You’d be inclined to call it sporty Flemish street style across the centuries. “It’s not really street,” he protested, “but I wanted to go a little bit less sartorial. We have the basic volumes but make them more exciting.” Volume was at the heart of the Rick Owens collection, whose Neil Young soundtrack — his, and covers of, After the Gold Rush — had guests holding back the tears. “When I listened to all of the words they just kind of summarized exactly what I was thinking about the show. He sang it as a young man. I listen to it as a middle-aged man thinking about cycles.
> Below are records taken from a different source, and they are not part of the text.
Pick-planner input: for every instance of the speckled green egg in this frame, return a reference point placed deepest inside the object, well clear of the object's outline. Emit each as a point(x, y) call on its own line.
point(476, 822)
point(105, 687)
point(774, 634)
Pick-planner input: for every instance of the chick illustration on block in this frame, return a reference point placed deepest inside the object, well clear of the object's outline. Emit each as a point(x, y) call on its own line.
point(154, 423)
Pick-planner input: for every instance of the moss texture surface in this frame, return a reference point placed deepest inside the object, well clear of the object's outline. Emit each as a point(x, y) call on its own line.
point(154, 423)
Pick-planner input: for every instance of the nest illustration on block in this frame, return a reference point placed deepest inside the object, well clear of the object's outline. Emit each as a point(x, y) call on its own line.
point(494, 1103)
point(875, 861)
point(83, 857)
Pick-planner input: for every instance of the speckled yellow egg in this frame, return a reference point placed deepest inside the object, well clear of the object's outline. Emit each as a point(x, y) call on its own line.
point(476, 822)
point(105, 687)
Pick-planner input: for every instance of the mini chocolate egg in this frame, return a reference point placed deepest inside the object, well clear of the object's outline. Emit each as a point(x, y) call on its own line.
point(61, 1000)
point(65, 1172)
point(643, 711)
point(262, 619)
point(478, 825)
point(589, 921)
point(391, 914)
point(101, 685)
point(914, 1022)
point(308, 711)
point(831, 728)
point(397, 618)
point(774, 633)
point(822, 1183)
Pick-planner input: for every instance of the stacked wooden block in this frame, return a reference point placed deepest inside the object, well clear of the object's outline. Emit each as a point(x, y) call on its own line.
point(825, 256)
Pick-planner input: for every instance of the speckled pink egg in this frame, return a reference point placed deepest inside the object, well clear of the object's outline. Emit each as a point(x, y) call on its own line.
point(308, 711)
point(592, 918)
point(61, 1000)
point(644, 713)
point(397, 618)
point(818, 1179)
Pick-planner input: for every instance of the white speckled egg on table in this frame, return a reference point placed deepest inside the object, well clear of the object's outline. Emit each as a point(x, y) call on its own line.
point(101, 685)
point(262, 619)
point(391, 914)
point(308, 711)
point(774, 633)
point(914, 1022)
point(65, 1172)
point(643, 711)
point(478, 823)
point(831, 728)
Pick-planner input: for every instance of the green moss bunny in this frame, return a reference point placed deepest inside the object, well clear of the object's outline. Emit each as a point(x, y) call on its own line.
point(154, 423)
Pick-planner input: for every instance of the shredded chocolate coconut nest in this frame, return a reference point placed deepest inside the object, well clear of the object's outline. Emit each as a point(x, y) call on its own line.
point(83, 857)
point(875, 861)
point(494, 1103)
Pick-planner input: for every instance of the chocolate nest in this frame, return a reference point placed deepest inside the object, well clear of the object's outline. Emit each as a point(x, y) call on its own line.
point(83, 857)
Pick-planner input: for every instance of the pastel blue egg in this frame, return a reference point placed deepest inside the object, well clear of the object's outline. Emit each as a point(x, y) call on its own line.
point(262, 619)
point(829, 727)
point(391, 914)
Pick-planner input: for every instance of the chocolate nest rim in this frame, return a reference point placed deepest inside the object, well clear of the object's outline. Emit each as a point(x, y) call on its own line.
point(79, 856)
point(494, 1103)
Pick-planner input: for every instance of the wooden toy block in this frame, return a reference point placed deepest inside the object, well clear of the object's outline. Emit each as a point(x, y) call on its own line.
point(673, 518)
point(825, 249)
Maybe it’s a midlife crisis thing,” Owens pondered. “I’m 54, I think.” He talked about last season’s Mastodon collection, how it was about the changes we all experience with age, how one faces adversities and what defines your character, and how the new collection — sculptural volumes so regal they were statuesque — was a departure from the brutality that’s often defined his approach to menswear.
“When I’ve done men’s clothes I almost revel in the aggression, in the anger. But anyway, I’m thinking maybe I’m taking adversity a little more seriously now. I’m thinking maybe there’s a more tender, gentle way of dealing with change and conflict, and that’s kind of where I went. The easy word for all of these clothes is ‘volume’, but I realized the word I was looking for was ‘expansive’. I’m thinking spiritual expansiveness: loving, benevolent—expansiveness. That’s what these clothes wanted to be.” Owens said the standout shape in the collection, “voluminous body bags that are caught up at the top in a tiny little jacket that just impresses them and lifts the chest cage up,” was his way of portraying an aspirational gesture that supported a feeling of something majestic. “All of that stuff sounds very New Age and it’s not — I don’t study any of that stuff and I’m not spiritual, but I do think about how people get through life in the kindest, most fulfilling, and gentlest way possible,” he noted.
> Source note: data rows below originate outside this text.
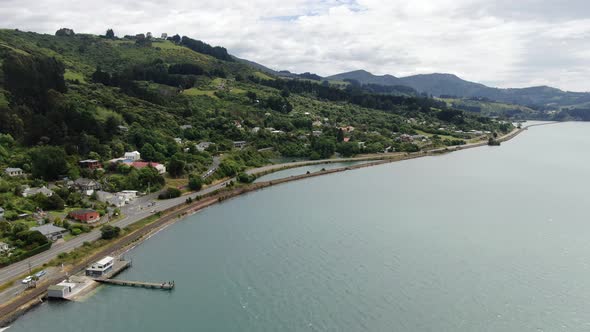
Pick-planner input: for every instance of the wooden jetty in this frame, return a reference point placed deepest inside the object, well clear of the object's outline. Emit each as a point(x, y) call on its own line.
point(169, 285)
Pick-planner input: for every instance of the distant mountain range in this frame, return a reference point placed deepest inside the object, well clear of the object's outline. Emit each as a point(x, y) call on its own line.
point(450, 85)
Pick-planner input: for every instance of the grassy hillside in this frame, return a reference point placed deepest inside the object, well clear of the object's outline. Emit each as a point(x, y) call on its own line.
point(492, 108)
point(73, 97)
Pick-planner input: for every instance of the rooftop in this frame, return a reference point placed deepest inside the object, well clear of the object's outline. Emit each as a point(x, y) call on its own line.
point(48, 229)
point(82, 211)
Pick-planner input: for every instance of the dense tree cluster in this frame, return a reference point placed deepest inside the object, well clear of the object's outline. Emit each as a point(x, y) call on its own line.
point(201, 47)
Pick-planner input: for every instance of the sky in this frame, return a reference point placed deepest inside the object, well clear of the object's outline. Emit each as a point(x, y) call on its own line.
point(502, 43)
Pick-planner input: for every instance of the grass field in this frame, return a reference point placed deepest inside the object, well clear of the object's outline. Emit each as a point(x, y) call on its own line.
point(262, 76)
point(167, 45)
point(199, 92)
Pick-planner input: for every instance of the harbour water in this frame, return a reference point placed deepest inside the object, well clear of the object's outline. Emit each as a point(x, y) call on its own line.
point(486, 239)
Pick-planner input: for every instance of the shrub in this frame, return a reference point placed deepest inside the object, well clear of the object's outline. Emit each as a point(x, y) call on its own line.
point(170, 193)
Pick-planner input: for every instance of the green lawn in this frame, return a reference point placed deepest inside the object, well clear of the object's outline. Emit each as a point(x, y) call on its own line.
point(262, 76)
point(199, 92)
point(167, 45)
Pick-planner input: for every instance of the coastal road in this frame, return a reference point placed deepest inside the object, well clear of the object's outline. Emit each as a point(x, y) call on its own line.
point(133, 213)
point(140, 209)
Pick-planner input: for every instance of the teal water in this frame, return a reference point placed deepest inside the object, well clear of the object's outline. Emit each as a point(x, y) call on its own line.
point(487, 239)
point(304, 169)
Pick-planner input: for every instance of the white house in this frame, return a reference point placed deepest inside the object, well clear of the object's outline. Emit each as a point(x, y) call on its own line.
point(204, 146)
point(50, 231)
point(128, 194)
point(29, 192)
point(61, 290)
point(10, 171)
point(133, 156)
point(4, 247)
point(161, 168)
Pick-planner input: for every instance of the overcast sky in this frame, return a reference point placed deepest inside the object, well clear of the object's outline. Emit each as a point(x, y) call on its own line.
point(505, 43)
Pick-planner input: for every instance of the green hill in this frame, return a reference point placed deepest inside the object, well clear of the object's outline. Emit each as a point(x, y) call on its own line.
point(97, 97)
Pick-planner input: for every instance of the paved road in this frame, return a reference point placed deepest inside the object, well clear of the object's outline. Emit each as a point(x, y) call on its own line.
point(139, 210)
point(133, 213)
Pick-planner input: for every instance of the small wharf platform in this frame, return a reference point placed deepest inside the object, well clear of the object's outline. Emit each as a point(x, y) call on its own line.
point(168, 285)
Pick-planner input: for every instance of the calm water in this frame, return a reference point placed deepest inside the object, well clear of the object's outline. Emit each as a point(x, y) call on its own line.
point(310, 168)
point(488, 239)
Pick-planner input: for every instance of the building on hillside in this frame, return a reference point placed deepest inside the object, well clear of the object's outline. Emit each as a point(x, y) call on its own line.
point(90, 164)
point(110, 198)
point(4, 247)
point(86, 186)
point(12, 171)
point(50, 231)
point(100, 268)
point(204, 146)
point(30, 192)
point(141, 164)
point(133, 155)
point(128, 194)
point(85, 215)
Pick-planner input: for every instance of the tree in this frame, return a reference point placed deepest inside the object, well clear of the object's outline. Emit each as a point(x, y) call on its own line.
point(171, 192)
point(109, 232)
point(195, 183)
point(148, 152)
point(49, 162)
point(176, 166)
point(340, 135)
point(176, 38)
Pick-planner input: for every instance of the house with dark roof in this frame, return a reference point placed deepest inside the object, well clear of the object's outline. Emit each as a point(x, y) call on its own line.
point(12, 171)
point(50, 231)
point(87, 186)
point(85, 215)
point(90, 164)
point(30, 192)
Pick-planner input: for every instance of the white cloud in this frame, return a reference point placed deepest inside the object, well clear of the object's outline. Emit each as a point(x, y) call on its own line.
point(504, 43)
“All of these collections are always autobiographical and about my observations about myself and what I’m going through, and what I assume a lot of men my age have gone through or are about to go through. It’s the human condition, thinking about cycles and beginnings and expanding and living forever, and realizing — wait, that’s not gonna happen.” You can see why it was emotional, Brexit looming over the fashion week atmosphere or not, and it contributed to a solemn mood throughout the Thursday of shows, finishing in Londoners dining together all over Paris, saying a final prayer for good news we now know wasn’t to come. At a restaurant in Saint-Germain, some of them talked about Louis Vuitton’s Kim Jones, how much they’d liked his dog collars and monogrammed latex coat that morning, and how he easily serves as a symbol of the benefits of a borderless Europe.
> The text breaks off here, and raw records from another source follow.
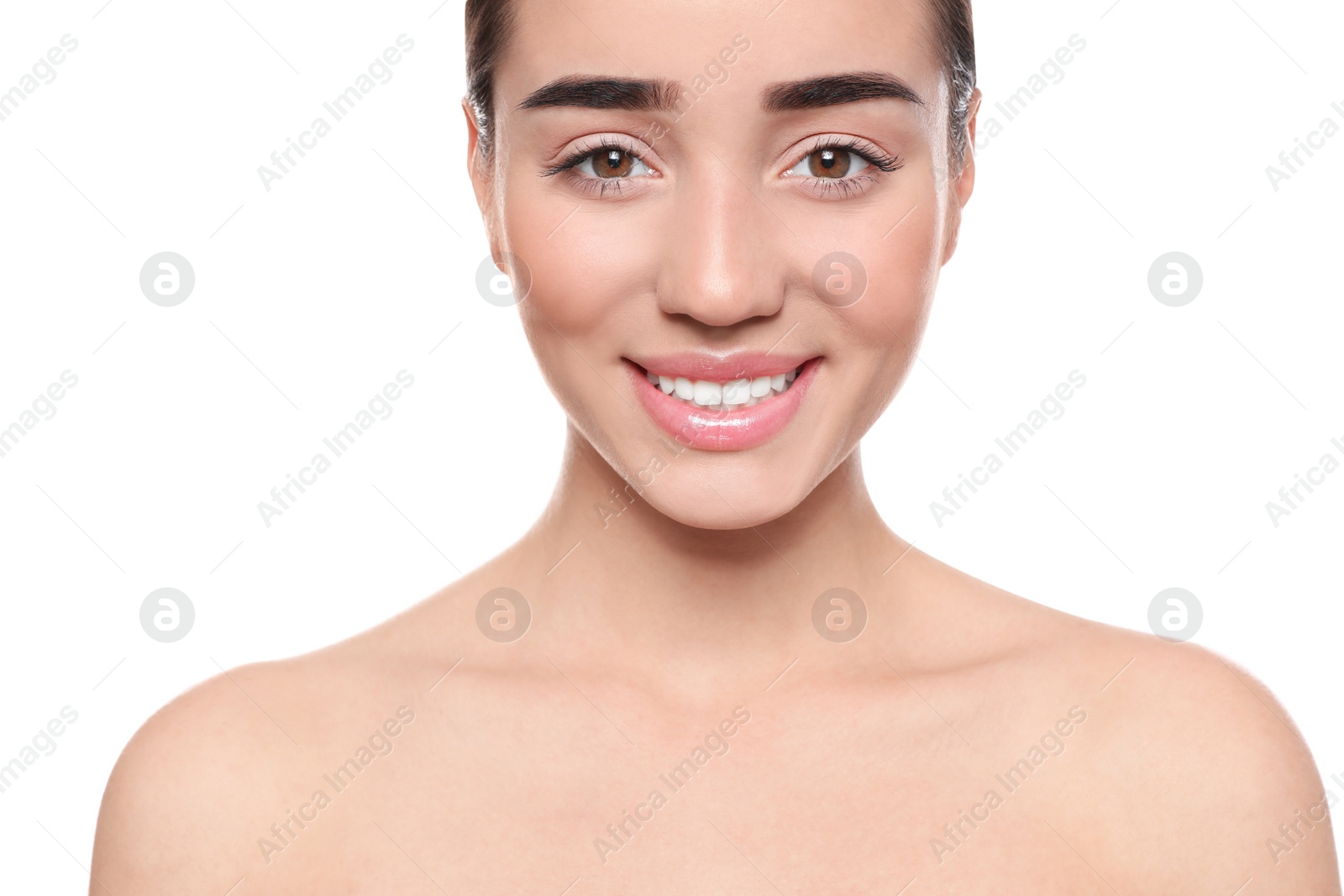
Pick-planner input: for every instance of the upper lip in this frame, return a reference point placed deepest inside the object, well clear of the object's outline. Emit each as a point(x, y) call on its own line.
point(721, 367)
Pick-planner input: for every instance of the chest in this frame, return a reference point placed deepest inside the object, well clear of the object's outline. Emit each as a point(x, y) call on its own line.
point(843, 805)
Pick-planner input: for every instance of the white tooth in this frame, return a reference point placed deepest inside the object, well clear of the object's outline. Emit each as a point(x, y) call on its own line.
point(737, 392)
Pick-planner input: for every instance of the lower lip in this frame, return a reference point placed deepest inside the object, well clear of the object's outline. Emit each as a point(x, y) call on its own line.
point(736, 430)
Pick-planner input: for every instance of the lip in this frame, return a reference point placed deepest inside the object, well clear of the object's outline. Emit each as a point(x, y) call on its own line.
point(736, 430)
point(696, 365)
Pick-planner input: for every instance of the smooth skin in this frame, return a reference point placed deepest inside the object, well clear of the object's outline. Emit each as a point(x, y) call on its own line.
point(862, 768)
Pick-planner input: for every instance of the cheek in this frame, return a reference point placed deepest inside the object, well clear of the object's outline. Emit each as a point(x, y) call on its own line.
point(585, 262)
point(902, 275)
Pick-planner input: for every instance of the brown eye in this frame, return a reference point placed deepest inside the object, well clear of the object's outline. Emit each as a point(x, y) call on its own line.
point(613, 163)
point(830, 163)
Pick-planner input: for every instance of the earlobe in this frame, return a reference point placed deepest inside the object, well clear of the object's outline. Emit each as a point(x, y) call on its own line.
point(479, 176)
point(965, 181)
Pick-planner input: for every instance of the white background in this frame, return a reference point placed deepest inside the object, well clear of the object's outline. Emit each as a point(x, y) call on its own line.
point(363, 258)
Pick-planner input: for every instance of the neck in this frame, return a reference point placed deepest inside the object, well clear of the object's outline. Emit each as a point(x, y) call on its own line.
point(613, 574)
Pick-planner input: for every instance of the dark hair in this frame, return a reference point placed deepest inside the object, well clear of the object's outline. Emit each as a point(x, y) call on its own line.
point(491, 22)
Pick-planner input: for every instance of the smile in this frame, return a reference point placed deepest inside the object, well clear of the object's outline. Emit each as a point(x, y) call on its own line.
point(722, 405)
point(723, 396)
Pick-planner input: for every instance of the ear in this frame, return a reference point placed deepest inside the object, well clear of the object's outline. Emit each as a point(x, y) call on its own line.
point(965, 183)
point(480, 175)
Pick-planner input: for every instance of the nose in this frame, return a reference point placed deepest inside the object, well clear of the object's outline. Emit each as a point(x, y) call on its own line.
point(726, 253)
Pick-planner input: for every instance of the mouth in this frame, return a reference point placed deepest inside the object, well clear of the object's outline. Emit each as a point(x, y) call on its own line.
point(750, 405)
point(712, 396)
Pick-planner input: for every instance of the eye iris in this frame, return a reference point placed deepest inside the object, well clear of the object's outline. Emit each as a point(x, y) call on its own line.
point(830, 163)
point(613, 163)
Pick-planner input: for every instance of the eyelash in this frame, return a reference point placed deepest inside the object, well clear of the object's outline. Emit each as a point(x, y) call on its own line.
point(864, 149)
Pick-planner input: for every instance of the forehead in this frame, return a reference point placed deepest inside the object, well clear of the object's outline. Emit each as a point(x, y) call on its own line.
point(678, 39)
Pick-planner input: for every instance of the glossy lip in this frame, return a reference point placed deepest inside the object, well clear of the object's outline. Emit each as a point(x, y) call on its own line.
point(736, 430)
point(696, 365)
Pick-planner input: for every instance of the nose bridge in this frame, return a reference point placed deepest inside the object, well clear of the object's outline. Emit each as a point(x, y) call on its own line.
point(725, 259)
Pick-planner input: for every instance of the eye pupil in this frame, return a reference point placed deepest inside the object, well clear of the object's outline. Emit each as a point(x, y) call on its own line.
point(830, 163)
point(615, 163)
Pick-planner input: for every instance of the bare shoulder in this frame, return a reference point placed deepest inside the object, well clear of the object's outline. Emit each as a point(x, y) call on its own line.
point(1202, 775)
point(194, 801)
point(1189, 774)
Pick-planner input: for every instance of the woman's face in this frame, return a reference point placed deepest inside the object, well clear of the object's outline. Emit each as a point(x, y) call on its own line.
point(764, 244)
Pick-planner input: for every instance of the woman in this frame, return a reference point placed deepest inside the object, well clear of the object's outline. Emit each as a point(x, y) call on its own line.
point(710, 667)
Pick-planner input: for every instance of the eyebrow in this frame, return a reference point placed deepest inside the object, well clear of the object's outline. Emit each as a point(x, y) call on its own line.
point(659, 94)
Educated at Central Saint Martins, which has received and produced talent from around the European Union, who have gone on to base themselves in London and receive support from the British Fashion Council and the British-owned NewGen, he ended up the designer of the biggest luxury house in Paris. Jones’ collection merged his childhood in Kenya and Botswana with the street of London, and the Parisian spirit of Louis Vuitton. “There’s always something a little London hidden somewhere,” he wrote in his shownotes. “This time it is the influence of punk — albeit via Africa, where Frank Marshall’s Renegades portrait series of Botswana biker gangs in heavy leather depicts the fusion of two disparate aesthetics. Add a third, the French elegance of Louis Vuitton.” The collection embraced a global mood that’s prevailing in fashion right now, amidst a surrounding world that’s opting out.